そして人としての禁忌を犯している用しか思えない。
「つうか、これを生み出した奴はどんなやろうなんだ。マジで」
同じ魔法に携わってきたものとしては非常に残念に話しか思えなかった。殺してやろうとまでは思わないが、何か懲らしめないといけない気はした。
「おそらく、魔王群だと思う」
アレスは断言するように言った。
「間違いなく素体は魔王だ。魔王の力も持っていた」
「そうか、まあ、俺もこいつが力を使う前に俺たちがやったからな。これが魔王の力を持っているなんて思わなかったぜ」
ラプサムたちは相手をうまくはめ、殺したに過ぎない。あっさり勝ったものの実際の実力差は個々としてはいい勝負なのだろう。

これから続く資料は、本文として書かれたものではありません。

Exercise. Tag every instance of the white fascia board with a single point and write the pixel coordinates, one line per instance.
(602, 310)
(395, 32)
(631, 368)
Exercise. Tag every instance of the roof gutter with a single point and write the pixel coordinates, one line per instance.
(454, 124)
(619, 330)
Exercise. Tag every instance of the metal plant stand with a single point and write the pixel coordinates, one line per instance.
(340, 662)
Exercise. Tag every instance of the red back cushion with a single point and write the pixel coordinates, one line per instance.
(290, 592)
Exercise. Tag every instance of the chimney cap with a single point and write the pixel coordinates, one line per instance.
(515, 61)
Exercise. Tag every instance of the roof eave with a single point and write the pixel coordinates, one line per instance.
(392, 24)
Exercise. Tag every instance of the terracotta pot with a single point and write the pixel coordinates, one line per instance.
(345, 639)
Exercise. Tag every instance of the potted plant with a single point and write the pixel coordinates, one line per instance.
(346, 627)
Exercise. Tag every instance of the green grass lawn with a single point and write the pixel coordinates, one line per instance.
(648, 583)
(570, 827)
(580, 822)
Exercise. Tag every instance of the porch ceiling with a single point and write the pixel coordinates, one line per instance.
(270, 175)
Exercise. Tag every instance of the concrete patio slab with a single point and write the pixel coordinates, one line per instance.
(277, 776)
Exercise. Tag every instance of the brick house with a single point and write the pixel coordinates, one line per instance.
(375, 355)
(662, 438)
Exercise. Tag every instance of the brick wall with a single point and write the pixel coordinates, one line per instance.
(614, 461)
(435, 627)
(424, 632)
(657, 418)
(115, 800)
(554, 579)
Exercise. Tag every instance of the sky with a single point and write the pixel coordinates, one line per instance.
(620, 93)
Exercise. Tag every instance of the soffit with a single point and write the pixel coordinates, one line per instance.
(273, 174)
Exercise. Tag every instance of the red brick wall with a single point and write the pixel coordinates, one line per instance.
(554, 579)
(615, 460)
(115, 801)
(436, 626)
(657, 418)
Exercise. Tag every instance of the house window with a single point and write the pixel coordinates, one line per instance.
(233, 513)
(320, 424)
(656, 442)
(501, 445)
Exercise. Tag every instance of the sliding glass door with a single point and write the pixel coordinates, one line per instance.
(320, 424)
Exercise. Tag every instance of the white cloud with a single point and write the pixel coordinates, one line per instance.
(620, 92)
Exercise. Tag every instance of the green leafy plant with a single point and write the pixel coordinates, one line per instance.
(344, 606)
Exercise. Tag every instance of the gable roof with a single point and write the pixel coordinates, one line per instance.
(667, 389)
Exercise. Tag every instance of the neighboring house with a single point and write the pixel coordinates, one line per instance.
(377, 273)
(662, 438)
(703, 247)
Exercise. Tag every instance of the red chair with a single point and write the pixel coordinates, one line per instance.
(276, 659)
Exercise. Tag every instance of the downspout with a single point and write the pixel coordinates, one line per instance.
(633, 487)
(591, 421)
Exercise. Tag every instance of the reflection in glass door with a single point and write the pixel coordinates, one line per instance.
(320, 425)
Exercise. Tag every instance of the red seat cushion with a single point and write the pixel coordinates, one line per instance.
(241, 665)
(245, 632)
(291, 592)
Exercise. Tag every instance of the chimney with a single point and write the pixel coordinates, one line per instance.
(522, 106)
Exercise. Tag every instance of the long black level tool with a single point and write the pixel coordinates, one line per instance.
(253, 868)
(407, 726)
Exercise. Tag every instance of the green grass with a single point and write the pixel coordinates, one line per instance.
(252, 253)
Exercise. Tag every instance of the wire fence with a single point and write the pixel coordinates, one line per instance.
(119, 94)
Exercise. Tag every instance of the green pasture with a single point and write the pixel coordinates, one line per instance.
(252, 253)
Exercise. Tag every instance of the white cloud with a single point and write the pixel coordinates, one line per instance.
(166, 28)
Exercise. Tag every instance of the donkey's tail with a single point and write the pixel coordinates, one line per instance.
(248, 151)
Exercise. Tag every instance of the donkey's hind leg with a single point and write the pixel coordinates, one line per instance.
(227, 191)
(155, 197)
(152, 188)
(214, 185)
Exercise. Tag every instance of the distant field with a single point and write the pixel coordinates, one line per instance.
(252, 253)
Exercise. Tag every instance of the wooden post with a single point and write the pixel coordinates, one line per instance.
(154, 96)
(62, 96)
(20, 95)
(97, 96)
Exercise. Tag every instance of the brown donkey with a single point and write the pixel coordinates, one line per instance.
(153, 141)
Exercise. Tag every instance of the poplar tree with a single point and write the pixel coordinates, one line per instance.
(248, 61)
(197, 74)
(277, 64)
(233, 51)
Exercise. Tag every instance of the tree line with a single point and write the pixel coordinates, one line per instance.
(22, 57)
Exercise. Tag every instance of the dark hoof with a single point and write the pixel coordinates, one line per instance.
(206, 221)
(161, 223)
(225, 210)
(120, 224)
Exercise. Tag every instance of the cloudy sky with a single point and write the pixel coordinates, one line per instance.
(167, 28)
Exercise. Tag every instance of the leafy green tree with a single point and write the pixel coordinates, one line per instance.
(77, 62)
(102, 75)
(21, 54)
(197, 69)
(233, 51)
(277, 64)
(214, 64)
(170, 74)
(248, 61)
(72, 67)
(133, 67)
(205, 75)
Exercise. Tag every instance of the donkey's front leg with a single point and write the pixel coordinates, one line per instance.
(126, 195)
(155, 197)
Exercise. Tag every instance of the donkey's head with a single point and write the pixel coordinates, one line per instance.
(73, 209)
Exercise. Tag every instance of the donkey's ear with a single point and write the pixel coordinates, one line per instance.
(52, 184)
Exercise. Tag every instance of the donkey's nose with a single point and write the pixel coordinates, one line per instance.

ぶっちゃけ、運と言うよりも戦術で勝利した。戦術もまた間違いなく強さなので評価できるものだろう。
「まあ、あいつらが馬鹿で未熟な個体でよかったぜ」
「そうね。もう少し頭がよかったら危なかったかも・・・しれないわね」
「少ない可能性の話ですよね」
アレスはばっさりと言った。
「何事にも念には念を入れておいた方がいいだろう。魔力なしであの力だ。そして、われわれに襲い掛かった理由も何かあるはずだ」
ラプサムがレミアとヘレンの体に腕を回したままいった。
「説得力がないな」
ドレクが呆れたように言った。
「うちのメンツにかなうやつがいるのか?」
ラプサムは見まわすように腕で示しながら言った。ドレクは見まわして苦笑いを浮かべた。
「確かに」
「でも、油断はしない方がいい」
アレスが静かに言った。
「魔力がなくても、ゴーレムだとしても、魔王は魔王だ」
「なるほどね」
メディシン卿は興味深そうに頷いた。
「いずれにせよ。我々を襲い掛かった理由がデータ収集だとしても、あの程度で我々が本気を出すようなことはない」
ラプサムは静かに断言した。
「我々は人々に希望を与える“勇者ギルド”の面々だ。各個撃破されないように個々で注意を払ってくれ」
「当然だな」
ドレクがしたり顔でいうと、そこにフェミンが茶々を入れる。
「あんたが言うとなんか説得力ないのよね」
「うっせえ」
フェミンにそんな風に言われ、ドレクは頬を膨らませながら、怒って言った。
すると、そこにいる面々が同時に笑い声を上げた。